Cette photo prise le 31 janvier 2019 montre une image du navire avec grue SSCV Thialf qui pose la fondation de la plateforme qui vient d’arriver pour le gisement de gaz naturel du Leviathan en mer Méditerranée à environ 130 kilomètres à l’ouest de  la côte de la ville israélienne d’Haïfa. (Marc Israel Sellem/Pool/AFP)
Cette photo prise le 31 janvier 2019 montre une image du navire avec grue SSCV Thialf qui pose la fondation de la plateforme qui vient d’arriver pour le gisement de gaz naturel du Leviathan en mer Méditerranée à environ 130 kilomètres à l’ouest de la côte de la ville israélienne d’Haïfa. (Marc Israel Sellem/Pool/AFP)

Le Liban et Chypre ont annoncé jeudi œuvrer à la mise en place d’une « alliance pétrolière et gazière » concernant l’exploration des fonds marins riches en hydrocarbures à la lisière entre leurs zones maritimes respectives en Méditerranée.

Les deux pays ont déjà amorcé distinctement le processus de prospection des ressources offshore après d’importantes découvertes ces dernières années de gisements pétroliers et gaziers dans plusieurs pays du bassin est de la Méditerranée.

Le Liban, qui a signé en février 2018 son premier contrat d’exploration offshore avec un consortium dominé par le groupe français Total, a découpé son espace maritime en dix blocs, dont quatre situés le long de la délimitation avec l’espace maritime chypriote.

Le 4 avril, Beyrouth a annoncé le lancement d’un deuxième appel d’offres pour l’exploration de cinq nouveaux blocs, dont trois jouxtent les eaux chypriotes, invitant les consortiums internationaux à déposer leurs offres d’ici janvier 2020.

« Nous avons convenu de mener des discussions en vue d’un accord bilatéral concernant l’exploitation des ressources énergétiques à cheval entre nos zones économiques exclusives (ZEE) », a déclaré jeudi le ministre libanais des Affaires étrangères, Gebran Bassil, lors d’une conférence de presse avec son homologue chypriote dans la capitale libanaise.

Un premier rendez-vous a été fixé au « 7 mai pour discuter des points d’accord et d’éventuels points de divergence », a précisé M. Bassil.
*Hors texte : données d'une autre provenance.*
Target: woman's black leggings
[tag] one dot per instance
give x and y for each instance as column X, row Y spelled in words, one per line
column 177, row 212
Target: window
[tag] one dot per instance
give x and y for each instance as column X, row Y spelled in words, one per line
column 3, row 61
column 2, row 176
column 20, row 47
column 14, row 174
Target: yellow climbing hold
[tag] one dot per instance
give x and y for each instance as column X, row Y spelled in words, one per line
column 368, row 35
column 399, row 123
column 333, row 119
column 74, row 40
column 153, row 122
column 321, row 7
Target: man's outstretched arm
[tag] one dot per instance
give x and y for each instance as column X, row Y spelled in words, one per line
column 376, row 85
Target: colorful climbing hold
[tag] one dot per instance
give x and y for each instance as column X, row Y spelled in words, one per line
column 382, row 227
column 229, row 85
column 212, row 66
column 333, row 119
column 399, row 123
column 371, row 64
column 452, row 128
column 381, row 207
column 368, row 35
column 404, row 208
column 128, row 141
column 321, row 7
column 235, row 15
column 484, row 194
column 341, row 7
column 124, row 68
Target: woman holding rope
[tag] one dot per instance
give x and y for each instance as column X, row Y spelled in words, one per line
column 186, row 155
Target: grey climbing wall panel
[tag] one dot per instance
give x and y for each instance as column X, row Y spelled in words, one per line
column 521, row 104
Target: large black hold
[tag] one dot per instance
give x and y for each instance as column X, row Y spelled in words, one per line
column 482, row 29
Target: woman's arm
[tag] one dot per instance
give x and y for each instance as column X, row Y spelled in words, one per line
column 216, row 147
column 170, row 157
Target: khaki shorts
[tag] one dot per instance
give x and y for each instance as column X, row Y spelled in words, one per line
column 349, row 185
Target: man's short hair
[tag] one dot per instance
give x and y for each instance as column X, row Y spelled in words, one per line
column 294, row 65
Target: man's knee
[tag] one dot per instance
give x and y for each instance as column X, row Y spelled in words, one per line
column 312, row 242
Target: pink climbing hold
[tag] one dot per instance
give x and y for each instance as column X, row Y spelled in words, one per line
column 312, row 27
Il sera suivi d’un « sommet » en juin entre les deux pays pour une « évaluation plus précise » du potentiel de coopération bilatérale.

Le chef de la diplomatie libanaise a dit espérer aboutir à un accord final en septembre.

Celui-ci s’étendrait « aux frontières, circuits et installations pouvant être partagées pour le transport et l’exportation (…) du pétrole et du gaz » offshore, a-t-il déclaré.

La conclusion d’un accord est d’autant plus urgente que Chypre débute l’an prochain les travaux de forage dans un gisement accolé aux eaux maritimes libanaises, a insisté M. Bassil.

Le ministre chypriote des Affaires étrangères, Nikos Christodoulides, a affirmé pour sa part qu’un éventuel accord avec le Liban rassurerait les investisseurs.

« Un tel accord enverrait un message fort de coopération entre nos pays, offrant la sécurité juridique indispensable aux entreprises internationales désireuses d’investir dans le vaste potentiel en hydrocarbures de la région », a-t-il déclaré.

Illustration : le logo Total. (Crédit : CC BY-SA 3.0)

L’accord conclu l’an dernier par le Liban avec le consortium composé de Total, de l’italien ENI et du russe Novatek, portait sur deux blocs adjacents aux fonds-marins israéliens, dont un bloc situé dans une zone contestée par Israël.

Les deux pays sont encore techniquement en guerre, même après le retrait d’Israël du sud du Liban en 2000.